UK National Gallery removes painting containing anti-Semitic tropes from website

1506 Dürer artwork displayed in upcoming exhibit will feature a guide that addresses the "anti-Semitic portrayal in the painting."

Dan Verbin ,

London (archive)
London (archive)
Nati Shohat/FLASH90

The British National Gallery has taken down an image of a painting from a future exhibition from its website over complaints of its anti-Semitic depiction of Jews, the UK Jewish News reported.

“Christ Among the Doctors” by Albrecht Dürer is a 1506 work that depicts the story from the New Testament’s Gospel of Luke of a young Jesus making a pilgrimage to Jerusalem for Passover next to caricatures of Jewish “theologians” who were debating him, according to the National Gallery.
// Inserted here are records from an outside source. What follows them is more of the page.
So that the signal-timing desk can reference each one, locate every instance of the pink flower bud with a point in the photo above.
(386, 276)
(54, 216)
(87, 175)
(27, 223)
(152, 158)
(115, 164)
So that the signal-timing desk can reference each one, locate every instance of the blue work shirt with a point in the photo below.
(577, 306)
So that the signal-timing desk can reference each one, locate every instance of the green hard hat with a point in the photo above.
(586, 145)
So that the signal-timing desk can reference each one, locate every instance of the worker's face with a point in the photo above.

The National Gallery had originally placed an image of the painting on its website as part of advertising the new exhibition, with no mention of the artwork’s anti-Semitic overtones, the UK Jewish News reported.

After receiving complaints from the Jewish community, the gallery took down the image and noted that the painting in its gallery portrayed Jews in an offensive manner.

“We are aware that the representation of the Doctors may cause offence and both the wall texts and the audio guide in the exhibition will acknowledge and address caricature and anti-Semitic portrayal in the painting,” a gallery spokesperson told the Jewish News.

The National Gallery also promised to review any texts discussing Dürer paintings in the exhibition. “We monitor on an ongoing basis our texts both online and in the gallery relating to pictures in our temporary displays and exhibitions and permanent collection.”

The National Gallery’s Dürer exhibition will be the first exhibit of the artist's work the UK in nearly 20 years.